Abstract

Jerome Stein utilized three-month interest rates as well as spot and three-month forward exchange rates to classify periods as speculative, basic-balance normal or interest-differential normal. The various benchmarks employed in testing Stein's theory have been constructed with data that aggregates thq forward positions of commercial banks over all maturities. In his comment,1 Mark R. Eaker claims that, since Stein only considered the three-month forward rate, these aggregated benchmarks are inappropriate. He argues that only the three-month forward positions are relevant for testing the theory. However, this argument is more an indictment of Stein's theory than of the tests. The ideal indication of the speculative activity of professional risk-bearers in a given period is the sum of the present value of the changes in the risk-bearers' foreign exchange positions at every maturity, with these changes in foreign exchange positions discounted by the interest rate relevant for each maturity. Restricting Stein's theory to merely an indication of the risk bearers' three-month forward speculative position renders his classification scheme sterile.

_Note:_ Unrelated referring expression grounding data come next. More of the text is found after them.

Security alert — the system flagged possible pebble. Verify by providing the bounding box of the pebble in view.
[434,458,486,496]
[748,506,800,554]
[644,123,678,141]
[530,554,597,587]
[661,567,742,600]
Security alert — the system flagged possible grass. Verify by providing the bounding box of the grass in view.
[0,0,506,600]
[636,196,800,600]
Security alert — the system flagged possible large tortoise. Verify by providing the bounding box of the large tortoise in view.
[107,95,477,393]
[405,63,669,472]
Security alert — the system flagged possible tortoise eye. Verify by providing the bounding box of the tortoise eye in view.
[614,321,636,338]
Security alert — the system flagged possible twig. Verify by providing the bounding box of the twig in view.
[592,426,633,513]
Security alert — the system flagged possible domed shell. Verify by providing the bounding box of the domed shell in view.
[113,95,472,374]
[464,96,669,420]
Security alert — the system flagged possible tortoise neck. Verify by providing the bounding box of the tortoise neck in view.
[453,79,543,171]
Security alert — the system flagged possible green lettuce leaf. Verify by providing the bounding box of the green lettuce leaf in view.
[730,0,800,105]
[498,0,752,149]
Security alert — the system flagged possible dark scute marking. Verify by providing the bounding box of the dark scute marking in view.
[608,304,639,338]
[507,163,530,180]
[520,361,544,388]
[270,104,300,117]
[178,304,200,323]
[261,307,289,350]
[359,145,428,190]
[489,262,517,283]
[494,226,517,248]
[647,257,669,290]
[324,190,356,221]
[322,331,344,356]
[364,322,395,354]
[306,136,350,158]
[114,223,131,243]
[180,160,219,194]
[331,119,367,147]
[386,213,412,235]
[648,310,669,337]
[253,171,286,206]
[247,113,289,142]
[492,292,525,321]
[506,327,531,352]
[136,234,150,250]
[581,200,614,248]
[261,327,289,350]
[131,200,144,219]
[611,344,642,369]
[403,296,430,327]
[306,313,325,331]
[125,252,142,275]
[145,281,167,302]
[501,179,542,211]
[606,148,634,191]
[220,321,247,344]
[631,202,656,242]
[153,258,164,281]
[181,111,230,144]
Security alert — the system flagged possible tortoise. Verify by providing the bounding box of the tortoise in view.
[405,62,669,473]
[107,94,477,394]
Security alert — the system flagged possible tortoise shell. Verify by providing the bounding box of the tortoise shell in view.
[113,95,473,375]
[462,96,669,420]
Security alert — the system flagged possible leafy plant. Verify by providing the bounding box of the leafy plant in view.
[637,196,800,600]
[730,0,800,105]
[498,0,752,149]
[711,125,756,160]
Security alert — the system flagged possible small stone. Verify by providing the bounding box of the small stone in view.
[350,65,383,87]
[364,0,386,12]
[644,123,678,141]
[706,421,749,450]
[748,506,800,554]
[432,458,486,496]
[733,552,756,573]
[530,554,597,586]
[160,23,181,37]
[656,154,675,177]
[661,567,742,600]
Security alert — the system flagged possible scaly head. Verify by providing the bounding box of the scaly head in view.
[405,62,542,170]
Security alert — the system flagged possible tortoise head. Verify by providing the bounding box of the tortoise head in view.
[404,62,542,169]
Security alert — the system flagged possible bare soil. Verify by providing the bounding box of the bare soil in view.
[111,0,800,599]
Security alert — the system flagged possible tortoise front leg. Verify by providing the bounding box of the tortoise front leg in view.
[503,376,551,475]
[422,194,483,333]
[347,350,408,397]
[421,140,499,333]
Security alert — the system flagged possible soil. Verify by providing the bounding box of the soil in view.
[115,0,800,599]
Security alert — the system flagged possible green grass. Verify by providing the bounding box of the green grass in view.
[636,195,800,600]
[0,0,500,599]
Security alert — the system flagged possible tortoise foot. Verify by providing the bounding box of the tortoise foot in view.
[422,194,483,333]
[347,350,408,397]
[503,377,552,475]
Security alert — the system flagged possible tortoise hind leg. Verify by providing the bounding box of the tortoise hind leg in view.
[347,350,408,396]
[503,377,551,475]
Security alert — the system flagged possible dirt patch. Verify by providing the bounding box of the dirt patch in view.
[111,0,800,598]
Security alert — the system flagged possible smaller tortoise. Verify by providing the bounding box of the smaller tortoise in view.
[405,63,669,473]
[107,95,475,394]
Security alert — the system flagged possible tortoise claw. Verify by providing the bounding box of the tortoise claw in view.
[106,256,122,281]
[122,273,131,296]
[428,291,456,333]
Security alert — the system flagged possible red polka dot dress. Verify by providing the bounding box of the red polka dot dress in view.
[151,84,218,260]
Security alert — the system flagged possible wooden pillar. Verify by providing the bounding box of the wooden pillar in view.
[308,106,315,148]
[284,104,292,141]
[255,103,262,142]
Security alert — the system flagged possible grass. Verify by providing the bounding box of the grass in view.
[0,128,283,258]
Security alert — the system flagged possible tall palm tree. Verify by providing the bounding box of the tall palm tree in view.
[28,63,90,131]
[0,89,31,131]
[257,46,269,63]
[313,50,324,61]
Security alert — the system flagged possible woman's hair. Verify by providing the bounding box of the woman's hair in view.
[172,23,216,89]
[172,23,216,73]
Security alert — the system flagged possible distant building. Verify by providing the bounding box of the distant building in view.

For example, if the spot rate and three-month forward premium were both rising. Stein's theory would denote a bullishly speculative period. In cases where the aggregated ideal benchmark is according to Eaker, the sum of the discounted present value of all changes in foreign exchange positions is in the opposite direction of changes in the three-month forward position. In this situation, for Stein's methodology to accurately indicate an increase in the three-month forward position, it must classify as bullishly speculative a period when professional risk-bearers have undertaken net bear speculation. Thus to the extent that the ideal aggregated benchmark is for testing Stein's theory, his classification scheme is inappropriate for describing the general speculative nature of a period. For his classification scheme to be a meaningful delineation of speculative and normal periods, Stein must have implicitly assumed that changes in the three-month speculative position were in the same direction as changes in the total net speculative position.